Alors mariage ou pas ?

En tout cas nous visitons un autre Tahiti, avec son franc-parler, ses expressions purement tahitiennes (un lexique en fin de livre nous aide à comprendre), les petits drames et les petites joies du quotidien. Un joli voyage exotique, plein d'humour, et de tendresse. Un régal, et si possible lisez les 3 tomes dans l'ordre, même si chacun peut se lire indépendamment des autres. On adore ce petit peuple de braves gens, leurs coups de gueule, leurs histoires à n'en plus finir, le tout sous le regard bienveillant de « Notre Dame-qui-comprend-tout ».



Extraits

  • Mama Roti préfère aussi que les gosses jouent dehors parce que, de son point de vue, les gosses ne devraient pas être à l'intérieur quand le soleil brille.
    Autrefois, elle ne permettait jamais à ses enfants de traîner dans la maison quand le soleil brillait dehors, ce qui explique peut-être pourquoi, aujourd'hui, Pito peut passer une journée entière vautré sur le canapé quand le soleil brille dehors.

  • Loana dit que maintenant elle est fiu (fatiguée) des hommes et bien contente comme ça. Elle va où elle veut aller, pas besoin d'autorisation, de permis de sortie, personne l'embête, personne lui demande où tu vas, quand tu reviens, avec qui tu sors, et patati et patata. D'ailleurs elle ne sort pas. Elle aime bien rester dans sa maison.

  • A ia ia, les enfants, on croit que quand ils sont grands, c'est fini les soucis, mais les soucis, c'est jamais fini

  • C'est bien d' être enterré à côté de sa mère, dit Loana. Tout le monde a envie d'être enterré à côté de sa mère."" Et si Pito veut qu'on m'enterre à côté de lui à Punaauia ? "Loana lâche la main de sa fille et sa réponse claque : " Tu fais comme tu veux, c'est ton cadavre après tout."

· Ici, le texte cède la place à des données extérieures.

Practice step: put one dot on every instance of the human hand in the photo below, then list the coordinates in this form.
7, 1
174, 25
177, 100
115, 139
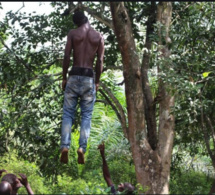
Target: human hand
1, 171
64, 84
23, 179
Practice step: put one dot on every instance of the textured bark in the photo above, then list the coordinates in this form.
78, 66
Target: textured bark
147, 161
152, 166
150, 105
166, 118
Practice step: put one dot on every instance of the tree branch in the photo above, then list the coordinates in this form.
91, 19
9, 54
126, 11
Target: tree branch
117, 107
99, 16
18, 59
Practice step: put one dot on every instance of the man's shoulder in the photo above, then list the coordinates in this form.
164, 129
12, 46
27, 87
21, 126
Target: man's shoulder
96, 32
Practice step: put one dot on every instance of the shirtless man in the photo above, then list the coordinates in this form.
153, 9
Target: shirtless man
86, 44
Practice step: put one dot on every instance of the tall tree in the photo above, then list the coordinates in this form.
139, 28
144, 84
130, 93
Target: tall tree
152, 161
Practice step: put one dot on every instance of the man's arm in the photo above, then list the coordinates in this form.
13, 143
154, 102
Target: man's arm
66, 59
25, 183
105, 170
99, 62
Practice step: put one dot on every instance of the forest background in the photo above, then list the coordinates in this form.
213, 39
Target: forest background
154, 109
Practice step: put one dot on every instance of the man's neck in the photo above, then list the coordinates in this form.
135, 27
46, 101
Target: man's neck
85, 25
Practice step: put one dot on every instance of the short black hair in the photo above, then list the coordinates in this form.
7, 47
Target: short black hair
79, 18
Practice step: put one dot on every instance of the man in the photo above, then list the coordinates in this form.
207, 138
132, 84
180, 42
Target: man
86, 44
127, 187
16, 182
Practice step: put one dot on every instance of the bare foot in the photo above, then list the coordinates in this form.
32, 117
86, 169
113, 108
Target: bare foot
80, 156
64, 155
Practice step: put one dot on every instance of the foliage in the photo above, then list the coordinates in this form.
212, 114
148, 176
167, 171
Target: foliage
15, 165
189, 182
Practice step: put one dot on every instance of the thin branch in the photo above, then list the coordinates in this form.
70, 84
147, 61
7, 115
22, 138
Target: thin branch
18, 59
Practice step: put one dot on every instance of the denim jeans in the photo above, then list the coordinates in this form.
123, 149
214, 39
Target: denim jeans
83, 88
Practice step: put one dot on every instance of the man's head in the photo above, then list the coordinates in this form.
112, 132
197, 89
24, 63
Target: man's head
79, 18
12, 180
5, 188
127, 187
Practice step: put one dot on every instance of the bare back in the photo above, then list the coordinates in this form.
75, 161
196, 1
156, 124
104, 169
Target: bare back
85, 42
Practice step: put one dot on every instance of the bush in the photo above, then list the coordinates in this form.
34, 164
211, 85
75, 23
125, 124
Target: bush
14, 165
189, 182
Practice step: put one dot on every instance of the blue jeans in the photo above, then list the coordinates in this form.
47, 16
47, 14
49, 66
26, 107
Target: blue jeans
82, 87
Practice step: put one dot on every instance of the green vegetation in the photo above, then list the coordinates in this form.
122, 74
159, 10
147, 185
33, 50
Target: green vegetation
31, 99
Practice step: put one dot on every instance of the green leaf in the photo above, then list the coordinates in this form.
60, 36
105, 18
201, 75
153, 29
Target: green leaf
205, 74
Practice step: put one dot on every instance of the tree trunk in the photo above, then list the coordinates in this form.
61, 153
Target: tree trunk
152, 170
166, 118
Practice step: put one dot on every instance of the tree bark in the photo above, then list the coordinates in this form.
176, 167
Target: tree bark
166, 118
152, 170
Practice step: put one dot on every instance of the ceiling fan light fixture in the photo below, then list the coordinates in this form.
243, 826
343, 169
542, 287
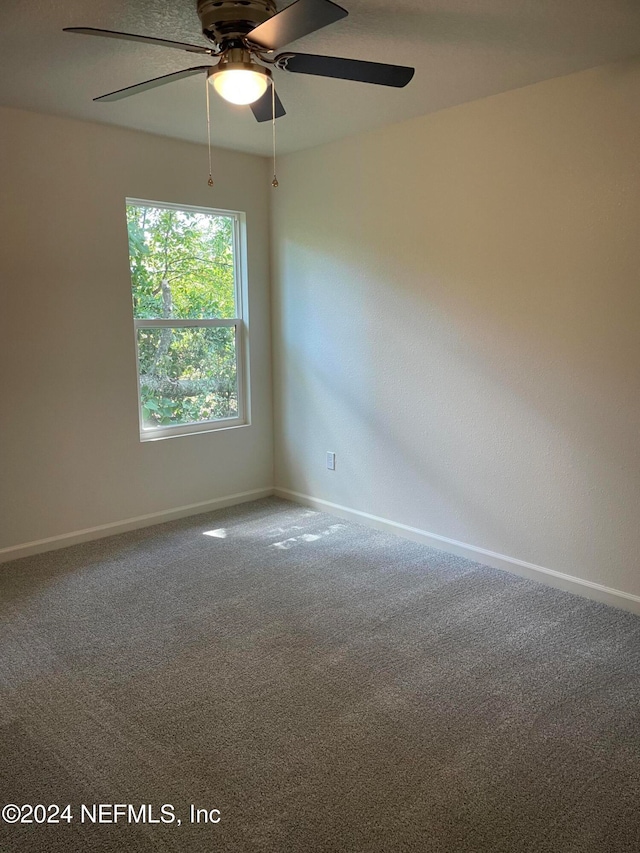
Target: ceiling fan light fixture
240, 82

  • Quand Mori s'est fait tatouer sur la poitrine ce dragon rouge et vert qui crache le feu, sa maman a fait une crise. Elle trouvait que ça donnait à Mori l'air de sortir de prison, ce qui était le cas, mais c'était pas la peine de faire savoir à tout le monde.

  • En fait, Materena prie seulement Notre-Dame-Qui-Comprend-Tout. Sa prière la plus fréquente est de ne pas survivre à ses enfants parce que les enfants, c'est pas comme les hommes, on ne peut pas les remplacer.

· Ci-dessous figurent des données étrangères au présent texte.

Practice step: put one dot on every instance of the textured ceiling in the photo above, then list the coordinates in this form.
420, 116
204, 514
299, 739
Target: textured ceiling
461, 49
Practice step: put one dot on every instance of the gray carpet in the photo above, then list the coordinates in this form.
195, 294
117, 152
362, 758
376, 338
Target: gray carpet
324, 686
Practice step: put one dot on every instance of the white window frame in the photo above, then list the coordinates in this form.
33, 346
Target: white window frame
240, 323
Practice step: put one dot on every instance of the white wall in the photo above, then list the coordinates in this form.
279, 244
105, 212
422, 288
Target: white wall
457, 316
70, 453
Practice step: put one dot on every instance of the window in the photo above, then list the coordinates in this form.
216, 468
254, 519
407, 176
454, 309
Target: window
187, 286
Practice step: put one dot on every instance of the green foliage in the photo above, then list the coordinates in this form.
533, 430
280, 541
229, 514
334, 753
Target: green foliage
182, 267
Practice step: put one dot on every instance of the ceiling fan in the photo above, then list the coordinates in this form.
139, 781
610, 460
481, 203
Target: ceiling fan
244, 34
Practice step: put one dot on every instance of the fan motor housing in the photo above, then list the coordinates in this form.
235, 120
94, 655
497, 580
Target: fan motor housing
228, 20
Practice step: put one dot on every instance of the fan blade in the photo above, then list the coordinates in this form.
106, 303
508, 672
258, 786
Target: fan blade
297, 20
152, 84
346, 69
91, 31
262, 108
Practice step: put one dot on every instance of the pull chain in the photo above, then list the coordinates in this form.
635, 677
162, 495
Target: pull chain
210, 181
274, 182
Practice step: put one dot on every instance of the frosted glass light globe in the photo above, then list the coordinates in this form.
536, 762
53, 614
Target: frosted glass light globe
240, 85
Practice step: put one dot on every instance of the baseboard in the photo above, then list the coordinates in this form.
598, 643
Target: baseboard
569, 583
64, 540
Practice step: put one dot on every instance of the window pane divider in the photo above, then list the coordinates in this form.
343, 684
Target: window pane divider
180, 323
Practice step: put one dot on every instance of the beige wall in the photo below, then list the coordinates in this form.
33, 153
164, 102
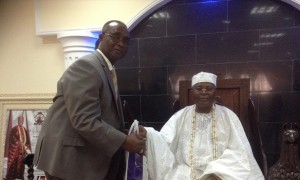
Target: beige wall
33, 64
28, 64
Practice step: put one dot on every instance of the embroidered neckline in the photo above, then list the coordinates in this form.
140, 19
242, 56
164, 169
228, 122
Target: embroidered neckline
193, 132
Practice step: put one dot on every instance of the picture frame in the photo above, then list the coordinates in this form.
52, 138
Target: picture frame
14, 104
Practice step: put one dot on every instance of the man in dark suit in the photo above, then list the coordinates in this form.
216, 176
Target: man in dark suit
82, 137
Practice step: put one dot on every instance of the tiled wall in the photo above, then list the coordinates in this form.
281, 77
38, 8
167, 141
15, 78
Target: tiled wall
256, 39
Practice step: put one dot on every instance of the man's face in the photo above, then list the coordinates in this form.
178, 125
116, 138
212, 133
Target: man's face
114, 42
20, 120
204, 96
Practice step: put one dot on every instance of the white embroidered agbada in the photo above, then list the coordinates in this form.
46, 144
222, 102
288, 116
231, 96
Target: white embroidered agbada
168, 155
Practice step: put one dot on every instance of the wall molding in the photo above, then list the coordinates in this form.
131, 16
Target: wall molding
131, 23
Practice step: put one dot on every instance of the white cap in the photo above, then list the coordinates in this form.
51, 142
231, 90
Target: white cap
204, 77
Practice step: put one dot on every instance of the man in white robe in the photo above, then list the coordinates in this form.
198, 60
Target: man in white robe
204, 141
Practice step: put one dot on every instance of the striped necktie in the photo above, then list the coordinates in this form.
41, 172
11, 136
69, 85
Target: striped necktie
114, 77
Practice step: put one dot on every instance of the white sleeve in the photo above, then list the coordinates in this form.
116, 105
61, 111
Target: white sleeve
159, 158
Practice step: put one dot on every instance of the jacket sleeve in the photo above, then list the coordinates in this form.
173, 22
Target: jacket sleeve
81, 86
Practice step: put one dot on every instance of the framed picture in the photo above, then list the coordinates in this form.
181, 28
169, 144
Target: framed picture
21, 118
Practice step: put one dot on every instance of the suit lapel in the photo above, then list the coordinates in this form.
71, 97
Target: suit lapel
111, 84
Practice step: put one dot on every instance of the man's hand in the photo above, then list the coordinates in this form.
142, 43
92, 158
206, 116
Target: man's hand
143, 131
135, 143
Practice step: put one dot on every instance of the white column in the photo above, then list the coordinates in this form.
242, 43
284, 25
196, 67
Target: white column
76, 44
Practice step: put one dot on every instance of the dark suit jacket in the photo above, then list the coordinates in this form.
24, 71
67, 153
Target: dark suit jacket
83, 130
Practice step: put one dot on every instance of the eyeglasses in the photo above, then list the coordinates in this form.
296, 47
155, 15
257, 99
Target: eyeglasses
206, 89
117, 38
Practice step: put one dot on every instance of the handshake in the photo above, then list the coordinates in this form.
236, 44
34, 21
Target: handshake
136, 142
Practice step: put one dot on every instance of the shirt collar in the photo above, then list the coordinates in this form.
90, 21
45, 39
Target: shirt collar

  • La couleur est un peu bizarre, dit Materena. Enfin, je veux dire - pour une moquette. - Ah oui, maintenant que tu le dis. Cette moquette-là, on dirait un peu de l'herbe, hein ? - Mais quand on donne quelque chose cadeau, faut pas se plaindre de la couleur. - Ah oui alors, c'est vrai ça. On fait pas attention la couleur. On prend seulement.

  • Loana a été amoureuse plein de fois, et deux de ses amants lui ont donné des enfants. Un, c'était un militaire "farani" ( français) qui est rentré dans son pays et l'autre un tahitien qui est rentré chez sa femme.

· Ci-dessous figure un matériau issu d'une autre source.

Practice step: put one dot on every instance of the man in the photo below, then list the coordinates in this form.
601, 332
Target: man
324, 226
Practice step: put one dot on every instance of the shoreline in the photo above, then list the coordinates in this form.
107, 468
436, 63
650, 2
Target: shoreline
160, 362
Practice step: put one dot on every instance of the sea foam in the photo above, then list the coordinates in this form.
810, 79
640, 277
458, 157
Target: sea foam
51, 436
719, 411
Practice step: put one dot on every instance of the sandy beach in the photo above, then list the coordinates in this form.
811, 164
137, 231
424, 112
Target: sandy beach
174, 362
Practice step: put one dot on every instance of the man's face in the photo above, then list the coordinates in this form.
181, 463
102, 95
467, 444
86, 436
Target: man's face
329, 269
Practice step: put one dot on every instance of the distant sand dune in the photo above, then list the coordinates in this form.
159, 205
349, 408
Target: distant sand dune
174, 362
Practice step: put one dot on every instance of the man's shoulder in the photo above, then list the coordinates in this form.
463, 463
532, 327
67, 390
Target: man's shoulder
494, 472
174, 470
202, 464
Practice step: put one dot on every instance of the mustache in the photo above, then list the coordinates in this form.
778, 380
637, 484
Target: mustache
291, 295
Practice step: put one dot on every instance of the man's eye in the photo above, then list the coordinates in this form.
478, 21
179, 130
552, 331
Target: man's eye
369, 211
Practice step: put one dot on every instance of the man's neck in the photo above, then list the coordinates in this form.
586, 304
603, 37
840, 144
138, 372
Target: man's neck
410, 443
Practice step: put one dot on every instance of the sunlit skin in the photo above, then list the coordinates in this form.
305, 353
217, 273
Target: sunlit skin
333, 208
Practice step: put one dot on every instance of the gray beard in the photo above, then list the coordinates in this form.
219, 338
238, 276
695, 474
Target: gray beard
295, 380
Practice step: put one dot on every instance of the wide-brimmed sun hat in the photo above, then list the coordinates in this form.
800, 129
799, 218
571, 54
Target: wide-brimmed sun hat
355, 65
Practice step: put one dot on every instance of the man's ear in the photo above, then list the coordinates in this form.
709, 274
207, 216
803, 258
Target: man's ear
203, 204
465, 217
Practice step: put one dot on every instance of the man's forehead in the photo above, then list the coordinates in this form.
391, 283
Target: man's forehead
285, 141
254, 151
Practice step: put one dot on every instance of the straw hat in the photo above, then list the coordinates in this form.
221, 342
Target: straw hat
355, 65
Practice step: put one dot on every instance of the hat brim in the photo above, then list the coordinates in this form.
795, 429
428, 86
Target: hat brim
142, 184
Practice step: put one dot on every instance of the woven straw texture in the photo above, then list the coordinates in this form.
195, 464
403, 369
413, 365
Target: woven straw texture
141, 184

  • D'après Rita, quand un homme et une femme se mettent ensemble, il faut acheter un matelas 'api, parce que le matelas, c'est vraiment important. Le matelas, c'est pour faire l'amour, le matelas, c'est pour les mots d'amour - le matelas, c'est l'intimité.

  • Mama Roti, qui assistait à la scène, a bien vu qu'elle était déçue. Elle a secoué la tête et marmonné "Qu'est-ce qu'un homme peut bien faire, de nos jours, pour rendre sa femme heureuse ?" Elle a levé les yeux au ciel et n'a pas arrêté de dire que le cadeau de son fils était bien choisi - une femme a toujours besoin d'une poêle à frire. Mama Rôti a inspecté la poêle en hochant la tête. Elle a tapé dessus du bout des doigts et déclaré : "ça, c'est pas de la camelote, c'est une poêle à frire de bonne qualité. Pas trop grande, pas trop petite, moyenne, bien, quoi."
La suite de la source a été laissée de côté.